Kiminle ya da neyle savaştığımı anımsamıyorum; parçalanmış bedenim, kana
boyanmış saçlarım ve örselenmiş tırnaklarımı anımsıyorum sadece. Geride
ne bıraktığımı bilmeden kaçtığımı bir de. Hayatımın buna bağlı olduğunu
bilerek kuytularda sürüklemiş olmalıyım bedenimi. Küçük bir çocukken
babamla bulduğumuz mağaranın imgesine tutunarak, hiç değilse orada
ölmeliyim inadıyla günlerce yürümüş olmalıyım. Mağarayı bulabilme
umudunun beni hayatta tuttuğunu şimdi anlıyorum. Kimi sabahlar oraya
nasıl girdiğimi bilemediğim bir çukurda gözümü açtığımı, yattığım yerden
çıkıp devam edecek gücü bulabilmenin saatler sürdüğünü hayal meyal
hatırlıyorum. İyileşen her yaranın yerine yenilerinin açıldığını, açlığın
verdiği ezayı, bir yudum su bulabilmenin sevincini, ayaklarımda açılan
yaralardan sızan irini…
İşittiğim iniltilerin düşündüğümün aksine bedenimden yükselen sızlanmanın
sesi olmadığını fark ettiğimde orayı bulmamın üzerinden birkaç gün
geçmişti. Ses kendimi attığım yerin biraz daha ilerisinden geliyordu.

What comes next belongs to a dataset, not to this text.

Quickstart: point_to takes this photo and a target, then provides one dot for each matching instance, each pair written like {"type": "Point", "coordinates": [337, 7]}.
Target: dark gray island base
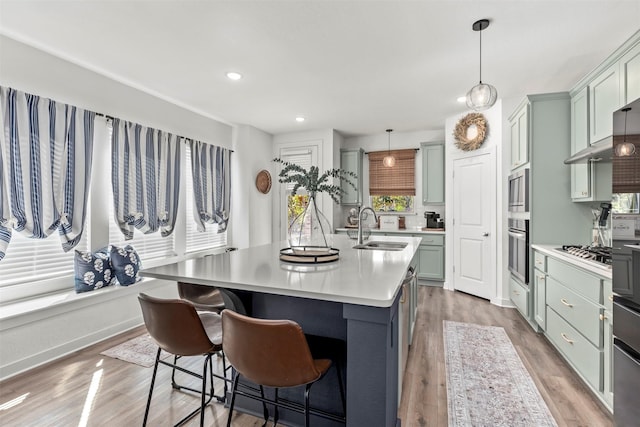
{"type": "Point", "coordinates": [369, 362]}
{"type": "Point", "coordinates": [353, 301]}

Gidip bakmamı söyleyen iç sese bedenim şiddetle itiraz ediyor, her kimse
ya da neyse ondan daha önce öleceksin iddiası ile yerinden kıpırdamayı
reddediyordu. Dosta mı yoksa düşmana mı ait olduğunu bilmediğim bu
iniltiyi dinleyerek karar vermeye çalıştım. Dostluk- düşmanlık ayrımının
önemini yitirdiği yerde duruyor olduğumuzu akıl edebilmem içinse günün
devrini tamamlaması gerekti. Sonunda ona seslenmeye karar vermemin
nedeni, yanına gidecek gücümün kalmamış olmasını kabul zorunluluğuydu.
Oradaki, diye seslendim. Heyy! Oradaki! İniltisini güçlükle bastırdığını
tahmin edebiliyordum. Acısından büyük olmalıydı korkusu. Benden
korkmasına gerek olmadığını söylemek istiyor, öte yandan ondan korkuyor
olduğumu belli etmekten de çekiniyordum. Gereksiz korkulardı her
ikimizinki de. Muhtemelen ölüyorduk ve bir başkasına zarar verebilecek
güçten yoksunduk.
O kuru ekmek kabuğunu fırlattığında, birbirimize dair farkındalığımızın
ikinci günüydü. Şaşırmanın imkânsızlığına dair kanının üstünü çizen bu
armağandan çok yalnız ölmeyeceğime sevindiğimi anımsıyorum. Birbirimizi
görmemizi engelleyen doğal duvarın iki yanında inildeyerek yatıyor ve
önce ölen olmayı diliyorduk bir yandan da.
Ölmedik. Önce sesimizi sonra bedenimizi sürükledik birbirimize. Çantasına
kim bilir, nerelerden doldurduğu nevaleyi bölüştük. Soğuk gecelerde koyun
koyunalığın sıcaklığında uyuduk. Kendimizi dışarının şiddetinden
sakladığımız mağarayı yuvamız bellememiz yavaş yavaş ayaklanmaya
başlamamızdandı. İnsan olduğu yeri kendinin yapmaya meyilli bir varlıktı,
her şeye karşın insan oluşumuzu beraberimizde getirmiştik olduğumuz yere.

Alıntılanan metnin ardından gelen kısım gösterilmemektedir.